Faulkner at hiw weakest
This novelabout an aerial stunt tam and the reporter who gets involved with them is lightweight for Faulkner. It is better than anything that hack writers like Grisham King Clancy etc. have ever written with maybe a very few exceptions an there is enough of Faulkner operating at a high level to recommend it but it is at or near the bottom of his ouvre.

Liked It-Didn't Love It
Faulkner's humor, even in such lighthearted books as the Reivers, could never be called madcap. Even when Lena hands Byron Bunch down from the truck bed as though he were an infant, the comedy is derived from a sense of startling humiliation and debasement. That or it's as dark as shoe polish. This latter option is the case in Pylon, which, despite its overall gravity, has many funny moments.

The story: An unnamed reporter in New Valois, some forgotten hamlet with the sole distinction of having a regulation airport that hosts diverting but empty and pretentiously-hyped plane races. This reporter discovers a polyganous relationship between one pilot (Roger Schumman) and Laverne, whose shared son is of dubious origin. Then, as always happens in a Faulkner novel, a great, sinuous spate of events kicks in.

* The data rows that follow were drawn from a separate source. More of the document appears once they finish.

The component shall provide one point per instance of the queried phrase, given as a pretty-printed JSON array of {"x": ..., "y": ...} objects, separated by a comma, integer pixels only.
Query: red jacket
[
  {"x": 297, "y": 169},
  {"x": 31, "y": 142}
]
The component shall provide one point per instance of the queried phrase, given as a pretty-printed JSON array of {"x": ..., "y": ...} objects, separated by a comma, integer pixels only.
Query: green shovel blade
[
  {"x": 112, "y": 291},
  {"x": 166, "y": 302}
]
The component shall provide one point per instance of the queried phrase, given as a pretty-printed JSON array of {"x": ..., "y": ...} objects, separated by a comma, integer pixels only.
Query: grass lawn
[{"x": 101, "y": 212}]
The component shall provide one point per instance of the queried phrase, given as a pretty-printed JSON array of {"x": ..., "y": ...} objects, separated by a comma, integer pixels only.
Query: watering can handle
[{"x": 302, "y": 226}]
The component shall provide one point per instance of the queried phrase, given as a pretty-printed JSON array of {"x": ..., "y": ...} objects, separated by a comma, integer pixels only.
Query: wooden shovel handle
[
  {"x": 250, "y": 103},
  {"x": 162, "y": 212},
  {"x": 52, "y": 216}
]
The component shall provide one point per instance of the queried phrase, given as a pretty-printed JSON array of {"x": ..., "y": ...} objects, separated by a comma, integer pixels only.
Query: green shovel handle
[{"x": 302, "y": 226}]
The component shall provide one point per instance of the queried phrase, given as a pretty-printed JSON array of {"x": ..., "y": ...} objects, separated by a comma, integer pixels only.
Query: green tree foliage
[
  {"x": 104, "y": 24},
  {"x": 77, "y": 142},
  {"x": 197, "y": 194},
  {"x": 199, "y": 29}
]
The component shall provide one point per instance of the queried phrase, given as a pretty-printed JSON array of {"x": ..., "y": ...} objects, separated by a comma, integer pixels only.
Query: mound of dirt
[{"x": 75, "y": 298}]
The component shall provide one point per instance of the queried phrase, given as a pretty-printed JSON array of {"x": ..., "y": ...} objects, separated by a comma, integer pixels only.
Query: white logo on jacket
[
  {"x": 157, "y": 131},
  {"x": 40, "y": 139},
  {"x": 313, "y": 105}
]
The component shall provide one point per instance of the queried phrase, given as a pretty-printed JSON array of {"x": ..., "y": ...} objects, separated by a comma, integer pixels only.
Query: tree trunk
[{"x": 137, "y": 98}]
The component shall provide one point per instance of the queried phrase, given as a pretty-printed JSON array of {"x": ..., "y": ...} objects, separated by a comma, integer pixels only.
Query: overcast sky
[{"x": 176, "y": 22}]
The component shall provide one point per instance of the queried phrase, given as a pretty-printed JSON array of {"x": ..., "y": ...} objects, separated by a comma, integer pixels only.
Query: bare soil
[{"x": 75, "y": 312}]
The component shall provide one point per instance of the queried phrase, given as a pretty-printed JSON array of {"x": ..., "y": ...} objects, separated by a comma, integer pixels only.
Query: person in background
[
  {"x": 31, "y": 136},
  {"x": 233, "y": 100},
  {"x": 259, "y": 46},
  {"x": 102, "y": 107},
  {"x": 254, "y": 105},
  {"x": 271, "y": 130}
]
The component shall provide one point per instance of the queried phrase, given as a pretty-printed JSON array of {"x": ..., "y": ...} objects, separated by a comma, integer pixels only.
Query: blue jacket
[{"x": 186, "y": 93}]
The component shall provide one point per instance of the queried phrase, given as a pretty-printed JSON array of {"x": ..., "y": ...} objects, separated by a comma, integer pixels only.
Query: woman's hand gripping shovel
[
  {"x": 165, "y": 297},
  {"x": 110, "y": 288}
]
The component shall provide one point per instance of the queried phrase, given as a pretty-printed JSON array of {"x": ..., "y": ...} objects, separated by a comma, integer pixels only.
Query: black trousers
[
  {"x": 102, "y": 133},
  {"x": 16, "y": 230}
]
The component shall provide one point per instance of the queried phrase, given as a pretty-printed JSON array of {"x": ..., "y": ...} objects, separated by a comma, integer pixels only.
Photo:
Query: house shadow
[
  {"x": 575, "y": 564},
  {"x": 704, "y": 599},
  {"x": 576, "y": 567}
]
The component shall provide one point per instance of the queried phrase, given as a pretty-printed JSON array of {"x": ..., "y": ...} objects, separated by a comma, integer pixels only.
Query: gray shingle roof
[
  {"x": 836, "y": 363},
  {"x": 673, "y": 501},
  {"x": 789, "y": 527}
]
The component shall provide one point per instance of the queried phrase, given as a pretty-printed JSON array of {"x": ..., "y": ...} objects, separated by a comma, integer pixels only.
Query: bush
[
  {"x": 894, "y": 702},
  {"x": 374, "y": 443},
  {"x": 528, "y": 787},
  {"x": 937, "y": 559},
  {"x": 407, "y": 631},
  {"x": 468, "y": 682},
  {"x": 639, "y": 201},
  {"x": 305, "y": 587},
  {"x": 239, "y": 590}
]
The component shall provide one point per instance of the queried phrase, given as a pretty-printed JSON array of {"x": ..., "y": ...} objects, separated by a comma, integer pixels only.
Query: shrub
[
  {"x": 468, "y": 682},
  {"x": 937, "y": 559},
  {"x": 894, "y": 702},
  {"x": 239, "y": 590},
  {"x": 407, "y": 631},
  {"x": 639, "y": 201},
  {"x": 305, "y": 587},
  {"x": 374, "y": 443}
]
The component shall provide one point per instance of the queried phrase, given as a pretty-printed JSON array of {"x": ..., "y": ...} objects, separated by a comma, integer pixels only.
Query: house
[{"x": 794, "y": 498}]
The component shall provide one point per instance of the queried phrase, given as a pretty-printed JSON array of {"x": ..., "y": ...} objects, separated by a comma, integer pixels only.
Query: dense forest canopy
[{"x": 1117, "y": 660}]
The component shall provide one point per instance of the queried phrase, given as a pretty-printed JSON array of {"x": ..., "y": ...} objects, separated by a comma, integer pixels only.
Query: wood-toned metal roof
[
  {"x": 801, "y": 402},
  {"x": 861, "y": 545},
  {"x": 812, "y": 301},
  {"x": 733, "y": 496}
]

The reporter is fired from his job (only to be rehired later) for obsessing over his new crew at the expense of his correspondence. Later, the reporter embezzles a considerable sum from his office (this in addition to many times cadging money from his boss) to pay for a dangerous plane for Roger to fly against the owner's wishes. Roger dies, the child falls by mother's indifference to the custody of the paternal grandparents.

Faulkner has, to my knowledge, never written a bad book. This good, but often spotty book comes the closest to out-and-out failure as any work in the Faulkner canon of which I know. I agree with an earlier reviewer, though: I'd sooner read Faulkner or Turgenev than the [stuff] most writers call popular fiction these days.